Open ChengHuang-CH opened 6 years ago
HaHa, I am very excited to be here again since I have solved some problems. And here I would share the solutions about DataParallel and my experiences on new pytorch 0.4.0 + windows10.
Firstly, I solved the problem about DataParallel problem: AttributeError: 'DataParallel' object has no attribute 'loss'
The solution came out from the topic --How to reach model attributes wrapped by nn.DataParallel?
so I could revise the code as follows:
USE_CUDA = True
Use_Dataparallel = False # firstly set single gpu mode if using cuda
# ...{other codes}
# code to activate DataParallel mode:
if USE_CUDA:
if torch.cuda.device_count() > 1:
print("Let's use %d GPUs" % torch.cuda.device_count())
Use_Dataparallel = True # transfer to multi-gpu mode
capsule_net = nn.DataParallel(capsule_net).cuda()
# ...{other codes}
if Use_Dataparallel:
loss = capsule_net.module.losses(inputs, output, target, reconstructions) # use 'module' to reach attributes 'losses' wrapped by nn.DataParallel
else:
loss = capsule_net.losses(inputs, output, target, reconstructions) # single gpu mode
Secondly, I test this code on the official released version of pytorch 0.4.0 on Windows10, there would be somewhere to pay attention to:
(1) A special multiprocessing error on windows--Windows FAQ
RuntimeError:
An attempt has been made to start a new process before the
current process has finished its bootstrapping phase.
This probably means that you are not using fork to start your
child processes and you have forgotten to use the proper idiom
in the main module:
if __name__ == '__main__':
freeze_support()
So all code should be put under if __name__ == '__main__':
except four network definition classes.
(2) Error about 'torch.sparse'
target= torch.sparse.torch.eye(10).index_select(dim=0, index=target)
AttributeError: module 'torch.sparse' has no attribute 'torch'
According to a similar question, it would work well after replacing torch.sparse.torch.eye(10)
with torch.eye(10)
(3) An userwaring to use tensor.item() instead of .data[0]
UserWarning: invalid index of a 0-dim tensor.

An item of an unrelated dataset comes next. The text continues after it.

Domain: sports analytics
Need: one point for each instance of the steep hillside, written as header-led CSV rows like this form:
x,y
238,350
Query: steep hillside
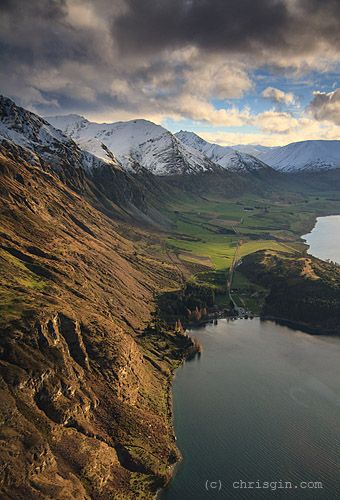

This will be an error in PyTorch 0.5. Use tensor.item() to convert a 0-dim tensor to a Python number
train_loss += loss.data[0] # transfer loss.data[0] to loss.item() in pytorch 0.4.0
so it would be OK after being revised as follows:
train_loss += loss.item()
(Those tests are based on Windows 10 + python 3.6 + pytorch 0.4.0)
First of all, thanks, its definitely an easy to follow CapsNet tutorial for me as a beginner, but I found an error after running the code:
I solved this issue same as https://github.com/gram-ai/capsule-networks/issues/13, in Decoder class :
".data" should be removed.
Then I successfully trained on single GPU according to this tutorial, but when I tried to train the net on two GPUs according to PyTorch data parallelism tutorial :
but it produced an error
AttributeError: 'DataParallel' object has no attribute 'loss'
I'm confused, and if there is any good solution, please tell me, thanks!
(I use python 2.7.12 and pytorch 0.3.0.post4)